If you'd like to send an exact amount of input tokens in exchange for as many output tokens as possible, you'll want to use getAmountsOut. The equivalent SDK function is getOutputAmount, or minimumAmountOut for slippage calculations.

Exact Output

If you'd like to receive an exact amount of output tokens for as few input tokens as possible, you'll want to use getAmountsIn. The equivalent SDK function is getInputAmount, or maximumAmountIn for slippage calculations.

Swap to Price

For this more advanced use case, see ExampleSwapToPrice.sol.

Secuity

When integrating Capricorn into another on-chain system, particular care must be taken to avoid security vulnerabilities, avenues for manipulations, and the potential loss of funds.

As a preliminary note: smart contract integrations can happen at two levels: directly with Pair contracts, or through the Router. Direct interactions offer maximal flexibility but require the most work to get right. Mediated interactions offer more limited capabilities but stronger safety guarantees.

There are two primary categories of risk associated with Capricorn. The first involves so-called "static" errors. These can include sending too many tokens to a pair during a swap (or requesting too few tokens back) or allowing transactions to linger in the mempool long enough for the sender's expectations about prices to no longer be accurate.

One may address these errors with fairly straightforward logic checks. Executing these logic checks is the primary purpose of routers. Those who interact directly with pairs must perform these checks themselves (with the help of the Library.

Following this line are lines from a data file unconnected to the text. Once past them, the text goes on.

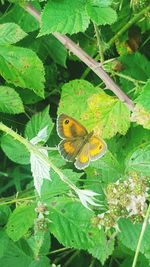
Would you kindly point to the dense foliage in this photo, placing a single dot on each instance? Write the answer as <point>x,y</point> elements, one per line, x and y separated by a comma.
<point>51,213</point>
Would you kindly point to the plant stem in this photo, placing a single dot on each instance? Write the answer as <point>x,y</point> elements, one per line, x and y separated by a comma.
<point>99,43</point>
<point>90,62</point>
<point>141,237</point>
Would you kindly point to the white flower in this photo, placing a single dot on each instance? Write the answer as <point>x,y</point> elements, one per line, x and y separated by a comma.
<point>136,205</point>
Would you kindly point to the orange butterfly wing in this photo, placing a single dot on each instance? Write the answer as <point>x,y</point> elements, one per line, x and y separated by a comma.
<point>94,149</point>
<point>67,127</point>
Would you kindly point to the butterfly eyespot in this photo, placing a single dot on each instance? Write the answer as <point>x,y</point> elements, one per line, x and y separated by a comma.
<point>66,121</point>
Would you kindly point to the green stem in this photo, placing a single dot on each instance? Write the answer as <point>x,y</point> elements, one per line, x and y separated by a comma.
<point>141,237</point>
<point>99,43</point>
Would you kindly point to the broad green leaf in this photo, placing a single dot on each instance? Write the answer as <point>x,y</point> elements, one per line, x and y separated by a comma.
<point>10,102</point>
<point>141,262</point>
<point>10,33</point>
<point>139,160</point>
<point>76,91</point>
<point>110,116</point>
<point>103,171</point>
<point>71,225</point>
<point>5,212</point>
<point>11,254</point>
<point>129,235</point>
<point>64,16</point>
<point>38,122</point>
<point>14,150</point>
<point>55,49</point>
<point>137,67</point>
<point>57,186</point>
<point>40,243</point>
<point>43,261</point>
<point>103,249</point>
<point>100,13</point>
<point>105,114</point>
<point>18,15</point>
<point>23,68</point>
<point>28,97</point>
<point>141,116</point>
<point>20,221</point>
<point>144,98</point>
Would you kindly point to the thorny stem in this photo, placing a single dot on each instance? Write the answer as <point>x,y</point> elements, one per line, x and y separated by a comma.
<point>90,62</point>
<point>99,43</point>
<point>141,237</point>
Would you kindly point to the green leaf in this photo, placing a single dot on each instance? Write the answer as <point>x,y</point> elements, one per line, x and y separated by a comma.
<point>103,249</point>
<point>66,227</point>
<point>110,116</point>
<point>144,98</point>
<point>14,150</point>
<point>64,16</point>
<point>141,116</point>
<point>10,33</point>
<point>18,15</point>
<point>139,160</point>
<point>129,235</point>
<point>57,186</point>
<point>43,261</point>
<point>23,68</point>
<point>105,114</point>
<point>103,171</point>
<point>55,49</point>
<point>5,212</point>
<point>10,102</point>
<point>76,91</point>
<point>20,221</point>
<point>38,122</point>
<point>100,13</point>
<point>135,66</point>
<point>71,225</point>
<point>40,243</point>
<point>11,254</point>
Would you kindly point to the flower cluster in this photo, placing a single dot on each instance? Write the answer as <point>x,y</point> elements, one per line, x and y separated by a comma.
<point>126,199</point>
<point>41,222</point>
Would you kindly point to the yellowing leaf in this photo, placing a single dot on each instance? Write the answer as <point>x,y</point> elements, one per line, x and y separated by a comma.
<point>96,110</point>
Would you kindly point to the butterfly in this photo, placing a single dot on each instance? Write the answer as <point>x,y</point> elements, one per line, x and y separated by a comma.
<point>78,145</point>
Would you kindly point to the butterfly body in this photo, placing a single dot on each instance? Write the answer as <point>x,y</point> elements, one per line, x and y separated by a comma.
<point>77,144</point>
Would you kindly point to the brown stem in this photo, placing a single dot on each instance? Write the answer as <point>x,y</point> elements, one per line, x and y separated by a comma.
<point>90,62</point>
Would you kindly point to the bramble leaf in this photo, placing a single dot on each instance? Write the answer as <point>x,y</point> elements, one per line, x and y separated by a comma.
<point>20,221</point>
<point>105,114</point>
<point>64,17</point>
<point>10,101</point>
<point>139,160</point>
<point>23,68</point>
<point>144,98</point>
<point>10,33</point>
<point>101,13</point>
<point>141,116</point>
<point>38,122</point>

"Dynamic" risk, the second category, involves runtime pricing. Because Cube transactions occur in an adversarial environment, naively written smart contracts can, and will, be exploited for profit. For example, suppose a smart contract checks the asset ratio in a Capricorn pool at runtime and trades against it, assuming that the ratio represents the "fair" or "market" price of these assets. In that case, it is highly vulnerable to manipulation. A malicious actor could, e.g., trivially insert transactions before and after the naive transaction (a so-called "sandwich" attack), causing the smart contract to trade at a radically worse price, profit from this at the trader's expense, and then return the contracts to their original state, all at a low cost. (One important caveat is that these types of attacks are mitigated by trading in highly liquid pools, or at low values.)

The best way to protect against these attacks is to introduce a price oracle. An oracle is any device that returns desired information, in this case, a pair's spot price. The best "oracle" is simply a traders' off-chain observation of the prevailing price, which can be passed into the trade as a safety check. This strategy is best suited to retail trading venues where users initiate transactions on their own behalf. However, it is often the case that a trusted price observation is not available (e.g., in multi-step, programmatic interactions involving Capricorn). Without a price oracle, these interactions will be forced to trade at whatever the (potentially manipulated) rate on Capricorn is. For details on the Capricorn approach to oracles, see Oracles.